Swallow Grotto provided a great view of the river deep below, carving an impressive, narrow gorge. There are numerous holes in the rock face that house the eponymous swallows that the grotto is named after. The walk only took half an hour to complete but we lingered for longer to take in the views. The rocky overhang was a little unnerving as we saw boulders rolling down the cliffs on the other side of the gorge. Many of the tourists we passed were wearing helmets, courtesy of the tour companies they’d travelled here with. We’d read the helmets were optional and would have felt a little safer with one on, but there didn’t appear to be anywhere to rent them from. Lawrence paid the ultimate compliment by saying that he would prefer his Canon get smashed in rather than Naomi’s head in the event of a rock tumble.

There were hoards of tour buses driving through the Taroko National Park roads packed with Asian tourists. They seemed to hop off for a meagre 10 minutes to take a few selfies and then piled back on the bus ready for the next whistle stop tour of the park. They didn’t seem to be equipped for the hilly walks that we’d geared ourselves up for. Many wore dresses, heeled shoes, jeans or flip-flops and tottered around with umbrellas while we looked on from the scruffy hoods of our North Face anoraks. We both agreed that umbrellas look out of place in national parks.

Tourists stopping for their allotted 3 minute photo opportunity

After Swallow’s Grotto we were back on the bus to Tienshiang where the bus terminates. This little village nestled in the mountains is in the middle of nowhere, deep in the national park. However they had a post office, places to eat and some residential houses where locals live.

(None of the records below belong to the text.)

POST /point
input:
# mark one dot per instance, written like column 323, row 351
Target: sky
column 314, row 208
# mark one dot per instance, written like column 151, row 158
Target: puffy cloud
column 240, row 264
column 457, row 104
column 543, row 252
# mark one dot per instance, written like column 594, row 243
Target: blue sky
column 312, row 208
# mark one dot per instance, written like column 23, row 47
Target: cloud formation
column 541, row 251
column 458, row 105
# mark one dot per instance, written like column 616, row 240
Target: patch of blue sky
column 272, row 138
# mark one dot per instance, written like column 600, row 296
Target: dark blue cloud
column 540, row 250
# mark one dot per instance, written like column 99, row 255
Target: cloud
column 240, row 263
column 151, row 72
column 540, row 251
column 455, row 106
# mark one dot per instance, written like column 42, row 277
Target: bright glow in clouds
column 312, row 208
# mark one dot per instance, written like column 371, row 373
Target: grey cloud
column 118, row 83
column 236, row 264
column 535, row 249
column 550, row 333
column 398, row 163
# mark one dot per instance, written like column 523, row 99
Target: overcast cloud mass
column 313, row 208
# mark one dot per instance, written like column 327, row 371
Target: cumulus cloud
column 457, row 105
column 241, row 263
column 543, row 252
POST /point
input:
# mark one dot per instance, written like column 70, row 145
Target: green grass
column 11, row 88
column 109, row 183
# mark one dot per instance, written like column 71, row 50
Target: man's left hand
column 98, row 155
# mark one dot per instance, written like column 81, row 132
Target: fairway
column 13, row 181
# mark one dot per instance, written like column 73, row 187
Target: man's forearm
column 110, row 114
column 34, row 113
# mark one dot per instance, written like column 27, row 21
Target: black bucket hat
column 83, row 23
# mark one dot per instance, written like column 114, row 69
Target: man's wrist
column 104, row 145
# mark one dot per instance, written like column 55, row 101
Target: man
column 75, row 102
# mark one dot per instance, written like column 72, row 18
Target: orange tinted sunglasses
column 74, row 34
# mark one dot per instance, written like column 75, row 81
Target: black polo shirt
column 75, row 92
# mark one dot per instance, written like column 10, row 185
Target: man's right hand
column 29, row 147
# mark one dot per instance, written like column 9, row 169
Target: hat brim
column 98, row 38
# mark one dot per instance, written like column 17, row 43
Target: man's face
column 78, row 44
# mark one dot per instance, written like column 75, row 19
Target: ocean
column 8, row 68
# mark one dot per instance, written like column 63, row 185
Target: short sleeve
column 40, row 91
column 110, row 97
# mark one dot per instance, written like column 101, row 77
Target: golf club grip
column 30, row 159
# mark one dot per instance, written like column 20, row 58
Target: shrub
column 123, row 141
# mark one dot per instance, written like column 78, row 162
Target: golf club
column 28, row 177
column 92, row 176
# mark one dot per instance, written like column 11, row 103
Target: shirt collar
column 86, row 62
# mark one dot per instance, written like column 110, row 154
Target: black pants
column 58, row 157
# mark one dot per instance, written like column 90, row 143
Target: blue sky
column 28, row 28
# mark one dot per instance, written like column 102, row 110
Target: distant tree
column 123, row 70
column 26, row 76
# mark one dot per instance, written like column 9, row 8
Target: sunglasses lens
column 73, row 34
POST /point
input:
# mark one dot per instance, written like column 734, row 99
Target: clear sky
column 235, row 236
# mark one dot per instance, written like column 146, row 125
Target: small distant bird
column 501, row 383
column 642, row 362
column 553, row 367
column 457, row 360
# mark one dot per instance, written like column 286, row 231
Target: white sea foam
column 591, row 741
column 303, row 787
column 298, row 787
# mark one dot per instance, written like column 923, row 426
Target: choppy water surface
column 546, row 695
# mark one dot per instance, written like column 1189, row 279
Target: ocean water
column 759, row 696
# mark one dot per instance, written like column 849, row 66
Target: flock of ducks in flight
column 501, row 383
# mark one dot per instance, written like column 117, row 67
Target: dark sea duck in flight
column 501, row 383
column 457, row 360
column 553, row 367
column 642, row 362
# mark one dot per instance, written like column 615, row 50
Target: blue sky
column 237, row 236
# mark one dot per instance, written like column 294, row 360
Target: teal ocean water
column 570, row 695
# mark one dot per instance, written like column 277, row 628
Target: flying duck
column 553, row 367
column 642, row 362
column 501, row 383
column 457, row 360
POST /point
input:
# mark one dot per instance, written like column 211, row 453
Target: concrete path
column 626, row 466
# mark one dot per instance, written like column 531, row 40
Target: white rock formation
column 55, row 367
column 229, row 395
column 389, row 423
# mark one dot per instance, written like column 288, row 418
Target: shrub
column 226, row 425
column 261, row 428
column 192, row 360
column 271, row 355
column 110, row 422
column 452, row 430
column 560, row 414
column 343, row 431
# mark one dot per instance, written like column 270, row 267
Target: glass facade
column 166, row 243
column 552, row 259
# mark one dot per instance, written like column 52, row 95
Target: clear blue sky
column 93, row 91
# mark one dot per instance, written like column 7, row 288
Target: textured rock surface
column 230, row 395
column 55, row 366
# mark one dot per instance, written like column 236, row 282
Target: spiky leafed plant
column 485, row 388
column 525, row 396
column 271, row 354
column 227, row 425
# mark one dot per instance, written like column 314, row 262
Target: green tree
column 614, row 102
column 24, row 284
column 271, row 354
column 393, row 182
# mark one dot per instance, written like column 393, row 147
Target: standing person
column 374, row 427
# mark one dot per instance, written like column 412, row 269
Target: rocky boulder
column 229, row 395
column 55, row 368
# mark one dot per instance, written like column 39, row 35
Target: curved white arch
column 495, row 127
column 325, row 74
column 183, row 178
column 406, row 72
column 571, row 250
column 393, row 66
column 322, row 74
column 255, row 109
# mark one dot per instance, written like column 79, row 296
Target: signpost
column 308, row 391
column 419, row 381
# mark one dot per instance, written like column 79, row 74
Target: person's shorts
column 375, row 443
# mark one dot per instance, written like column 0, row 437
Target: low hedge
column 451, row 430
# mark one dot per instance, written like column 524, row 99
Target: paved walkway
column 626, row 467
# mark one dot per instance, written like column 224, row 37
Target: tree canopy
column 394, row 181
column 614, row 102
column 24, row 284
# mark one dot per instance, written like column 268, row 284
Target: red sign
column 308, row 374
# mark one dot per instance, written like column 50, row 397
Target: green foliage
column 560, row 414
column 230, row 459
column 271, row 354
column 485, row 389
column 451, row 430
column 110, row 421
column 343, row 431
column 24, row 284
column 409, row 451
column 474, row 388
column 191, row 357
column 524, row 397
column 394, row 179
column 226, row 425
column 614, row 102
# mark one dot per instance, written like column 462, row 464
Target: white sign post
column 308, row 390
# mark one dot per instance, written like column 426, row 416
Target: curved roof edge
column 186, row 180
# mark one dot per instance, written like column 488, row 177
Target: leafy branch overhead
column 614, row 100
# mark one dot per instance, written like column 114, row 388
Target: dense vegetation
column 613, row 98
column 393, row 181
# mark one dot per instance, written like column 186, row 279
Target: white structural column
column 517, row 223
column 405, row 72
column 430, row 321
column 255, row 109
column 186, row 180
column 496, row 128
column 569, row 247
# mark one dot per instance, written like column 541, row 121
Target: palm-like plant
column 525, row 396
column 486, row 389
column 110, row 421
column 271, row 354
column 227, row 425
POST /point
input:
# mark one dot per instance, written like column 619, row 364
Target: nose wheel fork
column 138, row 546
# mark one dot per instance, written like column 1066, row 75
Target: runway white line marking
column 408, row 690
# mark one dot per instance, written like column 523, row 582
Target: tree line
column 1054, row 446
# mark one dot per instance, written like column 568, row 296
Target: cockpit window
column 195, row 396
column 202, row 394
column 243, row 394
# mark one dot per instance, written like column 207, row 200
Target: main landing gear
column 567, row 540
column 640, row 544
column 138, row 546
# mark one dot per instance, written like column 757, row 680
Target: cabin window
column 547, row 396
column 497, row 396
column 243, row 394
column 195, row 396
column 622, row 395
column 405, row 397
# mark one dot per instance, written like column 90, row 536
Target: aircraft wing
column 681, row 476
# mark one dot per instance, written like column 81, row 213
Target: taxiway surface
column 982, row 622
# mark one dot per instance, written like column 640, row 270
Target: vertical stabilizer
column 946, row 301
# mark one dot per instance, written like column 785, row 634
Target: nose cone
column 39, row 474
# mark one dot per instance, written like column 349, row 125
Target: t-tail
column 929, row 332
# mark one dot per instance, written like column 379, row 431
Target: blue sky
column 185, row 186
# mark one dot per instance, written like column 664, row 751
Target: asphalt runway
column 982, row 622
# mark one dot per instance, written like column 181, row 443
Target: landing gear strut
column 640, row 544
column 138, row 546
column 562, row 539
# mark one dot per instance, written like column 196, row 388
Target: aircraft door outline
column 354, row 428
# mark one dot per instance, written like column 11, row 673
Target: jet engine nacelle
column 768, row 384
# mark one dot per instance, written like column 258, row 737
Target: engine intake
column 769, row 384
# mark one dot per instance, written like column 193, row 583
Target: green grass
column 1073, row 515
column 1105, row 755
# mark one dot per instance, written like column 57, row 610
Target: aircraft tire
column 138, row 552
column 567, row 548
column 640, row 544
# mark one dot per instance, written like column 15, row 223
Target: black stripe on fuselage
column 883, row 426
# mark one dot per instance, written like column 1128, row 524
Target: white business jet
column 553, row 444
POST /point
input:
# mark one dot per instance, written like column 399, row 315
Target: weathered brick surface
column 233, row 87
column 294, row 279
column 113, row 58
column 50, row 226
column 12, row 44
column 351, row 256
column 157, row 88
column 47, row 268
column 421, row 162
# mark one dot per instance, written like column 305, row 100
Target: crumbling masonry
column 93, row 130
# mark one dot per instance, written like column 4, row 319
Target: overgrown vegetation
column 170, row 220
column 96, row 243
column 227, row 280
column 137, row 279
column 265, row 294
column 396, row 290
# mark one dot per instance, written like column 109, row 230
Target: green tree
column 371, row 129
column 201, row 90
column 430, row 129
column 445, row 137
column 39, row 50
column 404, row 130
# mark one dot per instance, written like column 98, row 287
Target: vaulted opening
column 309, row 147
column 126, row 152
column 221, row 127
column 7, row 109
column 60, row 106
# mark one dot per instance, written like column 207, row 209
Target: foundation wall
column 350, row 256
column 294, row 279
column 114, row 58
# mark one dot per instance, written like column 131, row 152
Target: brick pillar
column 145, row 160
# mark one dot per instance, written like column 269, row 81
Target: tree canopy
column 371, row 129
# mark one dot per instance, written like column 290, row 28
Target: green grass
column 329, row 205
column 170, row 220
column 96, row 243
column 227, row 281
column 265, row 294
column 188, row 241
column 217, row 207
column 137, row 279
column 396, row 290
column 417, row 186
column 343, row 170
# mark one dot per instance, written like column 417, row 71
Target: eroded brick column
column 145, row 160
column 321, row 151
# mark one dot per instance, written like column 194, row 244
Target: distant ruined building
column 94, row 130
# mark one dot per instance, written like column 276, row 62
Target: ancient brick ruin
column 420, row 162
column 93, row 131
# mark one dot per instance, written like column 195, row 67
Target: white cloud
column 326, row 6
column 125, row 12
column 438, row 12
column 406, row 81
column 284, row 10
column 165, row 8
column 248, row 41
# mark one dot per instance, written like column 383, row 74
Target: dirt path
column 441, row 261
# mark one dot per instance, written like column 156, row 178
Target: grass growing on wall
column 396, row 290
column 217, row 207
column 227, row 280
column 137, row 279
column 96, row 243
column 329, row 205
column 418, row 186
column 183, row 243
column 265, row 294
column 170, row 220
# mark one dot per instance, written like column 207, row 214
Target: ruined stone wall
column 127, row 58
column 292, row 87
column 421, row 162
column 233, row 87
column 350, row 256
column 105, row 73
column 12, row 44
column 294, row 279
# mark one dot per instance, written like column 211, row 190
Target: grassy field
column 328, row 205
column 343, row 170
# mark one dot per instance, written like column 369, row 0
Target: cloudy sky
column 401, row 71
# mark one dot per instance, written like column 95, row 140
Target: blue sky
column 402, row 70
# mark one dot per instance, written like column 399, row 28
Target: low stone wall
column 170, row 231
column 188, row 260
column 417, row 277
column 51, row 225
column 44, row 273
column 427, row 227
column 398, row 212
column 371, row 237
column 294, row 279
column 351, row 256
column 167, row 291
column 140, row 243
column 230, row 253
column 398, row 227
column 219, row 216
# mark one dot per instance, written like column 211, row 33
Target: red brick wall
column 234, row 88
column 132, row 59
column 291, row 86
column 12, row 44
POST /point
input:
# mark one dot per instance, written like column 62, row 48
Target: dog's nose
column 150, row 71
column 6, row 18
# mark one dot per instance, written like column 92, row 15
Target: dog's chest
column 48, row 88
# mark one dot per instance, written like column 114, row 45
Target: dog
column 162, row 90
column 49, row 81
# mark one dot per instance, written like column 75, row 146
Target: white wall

The sun was only getting stronger, burning any clouds from the blue skies. We walked the Baiyang Waterfall trail, gawping at the incredible mountains that surrounded us as we went.

After periods of extended heavy rain parts of the National Park can be closed due to the danger of rock fall and landslides. Unfortunately the Baiyang trail was closed only a few kilometers in for this reason. We turned back, still delighted with what we’d seen, and climbed Tian Feng Pagoda. The pagoda sits at the top of a spiral staircase providing epic all-encompassing views of Tienshiang.

We didn’t see much in the way of wildlife during our hikes but we read that Taroko National Park is home to 34 species of mammal unique to Taiwan. These include the Taiwanese black bear, the Formosan Macaque (a type of monkey), venomous snakes, wild boar and deer as well as 144 species of bird. This was probably for the best in truth. However we did see plenty of creepy crawlies and lots of clusters of butterflies.

Our last stop was Changuang Temple, a small Zen monastery, before ending the adventuring for the day. The temple, perched on the edge of the gorge, was a sight to behold, and is one of the most significant stops for the hordes of Chinese tourists that visit the park. We headed back down the mountain into Hualien town content with what we’d managed to see in our two days exploring Taroko. It was great to have seen the National Park in both kinds of weather. The first day was so atmospheric and the cloud shrouded mountains added to the moody atmosphere of Taroko. Then pure sunshine on our final day felt like such a treat, exaggerating the colour of the vegetation and crystal clear waters. We’d highly recommend a two-day tour of Taroko National Park to really do the place justice.

Our final day in Taiwan involved a little bit of blogging, photo editing and a sweaty run in the heat of the morning sun. We caught the train back into Taipei ready for our flight back to Vietnam in the evening. It was sad to be leaving Taiwan after only nine days of whizzing round the north and east coast. It felt like we’d only touched the tip of the iceberg and there was so much of the island still left to see. But due to money constraints and the impending rainy season, we had to settle for a speedy visit. We’d love to return to Taiwan and explore more of the rural countryside as well as the islands home to aboriginal people. It’s a fascinating country that’s often overlooked by travellers to Asia for some reason, but one of our favourite locations and such a refreshing change from the Asia we’re used to.